Liczba napastników korzystających z oszustwa internetowego „Mammoth” w serwisie Telegram oraz ich przychody zauważalnie spadły po tym, jak dyrektor generalny Telegramu Pavel Durov oświadczył na swoim koncie po aresztowaniu we Francji, że firma jest gotowa udostępnić adresy IP i numery telefonów osobom naruszającym zasady zasady korzystania z usługi.

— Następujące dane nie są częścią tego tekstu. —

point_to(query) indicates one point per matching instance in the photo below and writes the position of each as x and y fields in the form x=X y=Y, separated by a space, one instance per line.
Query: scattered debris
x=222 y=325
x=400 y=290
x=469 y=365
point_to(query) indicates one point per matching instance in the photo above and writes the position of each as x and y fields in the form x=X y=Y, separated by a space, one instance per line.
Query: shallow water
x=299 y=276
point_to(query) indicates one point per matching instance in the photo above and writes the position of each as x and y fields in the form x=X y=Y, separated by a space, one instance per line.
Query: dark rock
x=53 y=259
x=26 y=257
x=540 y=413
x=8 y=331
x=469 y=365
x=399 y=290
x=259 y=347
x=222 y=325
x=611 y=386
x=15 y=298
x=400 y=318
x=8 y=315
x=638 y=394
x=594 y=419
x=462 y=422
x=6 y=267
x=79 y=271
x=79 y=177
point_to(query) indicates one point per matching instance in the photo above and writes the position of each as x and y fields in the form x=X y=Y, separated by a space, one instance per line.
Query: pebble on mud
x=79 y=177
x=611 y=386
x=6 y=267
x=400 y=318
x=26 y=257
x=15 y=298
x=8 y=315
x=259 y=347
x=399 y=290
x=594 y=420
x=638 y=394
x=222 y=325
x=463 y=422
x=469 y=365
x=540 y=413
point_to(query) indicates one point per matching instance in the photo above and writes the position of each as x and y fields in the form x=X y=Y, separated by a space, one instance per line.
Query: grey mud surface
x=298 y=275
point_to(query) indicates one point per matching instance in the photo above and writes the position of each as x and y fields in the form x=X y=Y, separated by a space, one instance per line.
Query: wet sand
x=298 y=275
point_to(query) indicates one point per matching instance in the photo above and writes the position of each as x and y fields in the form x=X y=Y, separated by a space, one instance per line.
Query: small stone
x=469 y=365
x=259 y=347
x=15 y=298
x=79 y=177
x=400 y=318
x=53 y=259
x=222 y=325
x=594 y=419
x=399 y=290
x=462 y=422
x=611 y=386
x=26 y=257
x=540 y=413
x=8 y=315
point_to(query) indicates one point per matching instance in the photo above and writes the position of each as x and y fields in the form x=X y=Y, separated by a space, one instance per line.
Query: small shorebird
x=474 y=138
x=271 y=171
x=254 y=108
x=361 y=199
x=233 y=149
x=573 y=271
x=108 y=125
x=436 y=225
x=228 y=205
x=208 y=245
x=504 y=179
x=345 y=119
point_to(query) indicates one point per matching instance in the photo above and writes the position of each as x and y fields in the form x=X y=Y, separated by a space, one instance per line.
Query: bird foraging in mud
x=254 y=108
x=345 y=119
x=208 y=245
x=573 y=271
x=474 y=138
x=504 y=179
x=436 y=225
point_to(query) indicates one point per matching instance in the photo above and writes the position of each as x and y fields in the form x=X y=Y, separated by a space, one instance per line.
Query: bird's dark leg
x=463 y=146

Poinformował o tym Forbes, powołując się na dane twórcy technologii zwalczania cyberprzestępczości FACCT
W cztery tygodnie po opublikowaniu postu Durowa dochody 70% napastników korzystających ze wspomnianego schematu spadły średnio o 22% – z 58 mln do 45 mln rubli, jak podaje FACCT. Spadek ten był również ułatwiony przez fakt, że Platforma CryptoBot zaczęła blokować konta atakujących, którzy wykorzystywali ją do wypłaty środków.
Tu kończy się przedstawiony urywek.